Cinnamond’s version holds the key to the song’s origin as the wealthy suitor’s name is there McCance (instead of McCallum as in Ross’ version). John McCance (1772-1835) was a wealthy landowner, politician and owner of linen operations whose large estate was, indeed, at the foot of Divis (not David’s) Mountain just west of Belfast in County Antrim.

Another version of this song’s text from the Lisburn Historical Society along with biographical info on John McCance.

More background on this song from the Traditional Ballad Index

15 Apr

Persian’s Crew (Laws D4)

(The version in the video is based on the one below but includes my own deviations which are, in part, on purpose and, in part, due to forgetfulness!)
Persian's Crew

Sad and dismal is the story that I will tell to you,
About the schooner Persia, her officers and crew;
They sank beneath the waters deep in life to rise no more,
Where wind and desolation sweeps Lake Huron’s rock bound shore.

They left Chicago on their lee, their songs they did resound,
Their hearts were filled with joy and glee, for they were homeward bound;
They little thought the sword of death would meet them on their way
And they so full of joy and life would in Lake Huron lay.

In mystery o’er their fate was sealed, they did collide, some say,
And that is all that will be revealed until the judgment day;
But when the angels take their stand to sweep these waters blue,
They will summon forth at Heaven’s command the Persian’s luckless crew.

No mother’s hand was there to soothe the brow’s distracted pain,
No gentle wife for to caress those cold lips once again;
No sister nor a lover dear or little ones to moan,
But in the deep alone they sleep, far from their friends and home.

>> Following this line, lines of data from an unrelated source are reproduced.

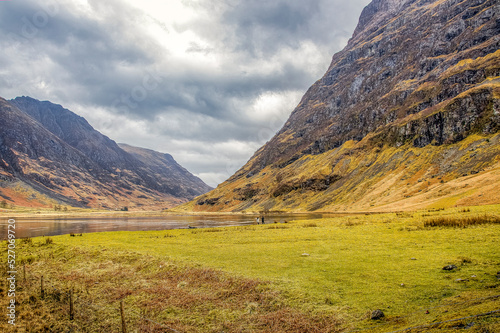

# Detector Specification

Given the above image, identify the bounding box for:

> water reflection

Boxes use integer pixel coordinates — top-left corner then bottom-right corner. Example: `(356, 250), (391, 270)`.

(0, 214), (332, 239)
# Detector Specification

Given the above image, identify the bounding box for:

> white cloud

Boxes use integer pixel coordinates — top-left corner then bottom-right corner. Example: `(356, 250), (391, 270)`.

(0, 0), (368, 186)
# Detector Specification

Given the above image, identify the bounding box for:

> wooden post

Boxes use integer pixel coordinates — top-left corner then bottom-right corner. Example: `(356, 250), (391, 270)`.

(120, 301), (127, 333)
(69, 289), (75, 320)
(40, 275), (45, 298)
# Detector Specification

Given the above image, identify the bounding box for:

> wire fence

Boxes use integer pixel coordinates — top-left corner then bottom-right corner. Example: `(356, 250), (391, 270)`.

(2, 267), (182, 333)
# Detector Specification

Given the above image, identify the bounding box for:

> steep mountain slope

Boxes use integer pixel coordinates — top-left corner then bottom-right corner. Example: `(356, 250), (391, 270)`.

(118, 143), (213, 198)
(180, 0), (500, 210)
(0, 97), (210, 209)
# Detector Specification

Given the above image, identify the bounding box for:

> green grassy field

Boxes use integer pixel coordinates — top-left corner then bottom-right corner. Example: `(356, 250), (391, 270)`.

(0, 206), (500, 332)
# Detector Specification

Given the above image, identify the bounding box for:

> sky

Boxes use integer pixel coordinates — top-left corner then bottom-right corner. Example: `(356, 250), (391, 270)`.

Her captain, he is no more, he lost his precious life,
He sank down among Lake Huron’s waves, free from all mortal strife;
A barren coast now hides from view his manly, lifeless form,
And still in death is the heart so true that weathered many a storm.

There was Daniel Sullivan, her mate, with a heart as true and brave,
As ever was compelled by fate to fill a sailor’s grave;
Alas, he lost his noble life, poor Daniel is no more,
He met a sad, untimely end upon Lake Huron’s shore.

Oh, Daniel, Dan, your many friends mourn the fate that has on you frowned,
They look in vain for your return back to Oswego town;
They miss the love glance of your eye, your hand they’ll clasp no more,
For still in death you now do lie upon Lake Huron’s shore.

Her sailors’ names I did not know, excepting one or two,
Down in the deep they all did go, they were a luckless crew;
Not one escaped to land to clear the mystery o’er,
Or to lie adrift by Heaven’s command in lifeless form ashore.

Now around Presque Isle the sea birds scream their mournful notes along,
In chanting to the sad requiem, the mournful funeral song,
They skim along the waters blue and then aloft they soar,
O’er the bodies of the Persian’s crew that lie along the shore.
______________________________________________________

We are back to the repertoire of Minnesota singer Michael Cassius Dean this month with the second of two Great Lakes shipwreck songs (see N.S. Feb. 2013 for the other) recorded from Dean by folklorist Robert Winslow Gordon in 1924. As usual, the text is from Dean’s songster The Flying Cloud and the melody is my transcription of the Gordon recording.

The schooner Persian was headed from Chicago to its home port of Oswego, New York with a cargo of grain in the fall of 1869 when it was caught in a heavy storm just east of the Straits of Mackinac. The eight-man crew was never heard from again. The song began as a poem penned by Oswego man Patrick Fennel, a dear friend of the Persian’s first mate Daniel Sullivan. Fennel’s pen name was Shandy Maguire.[1] The melody used by Dean and other Great Lakes sailors and lumbermen who set the poem to music was one used for many songs in the region. Dean himself used the same air for “As I Rode Down Through Irishtown” (see N.S. Mar. 2013).

Read more about this song on it’s Traditional Ballad Index page: http://www.fresnostate.edu/folklore/ballads/LD04.html

 


[1] Walton, Ivan H. / Joe Grimm. Windjammers: Songs of the Great Lakes Sailors. Detroit: Wayne State Univ. Pr., 2002, p. 191.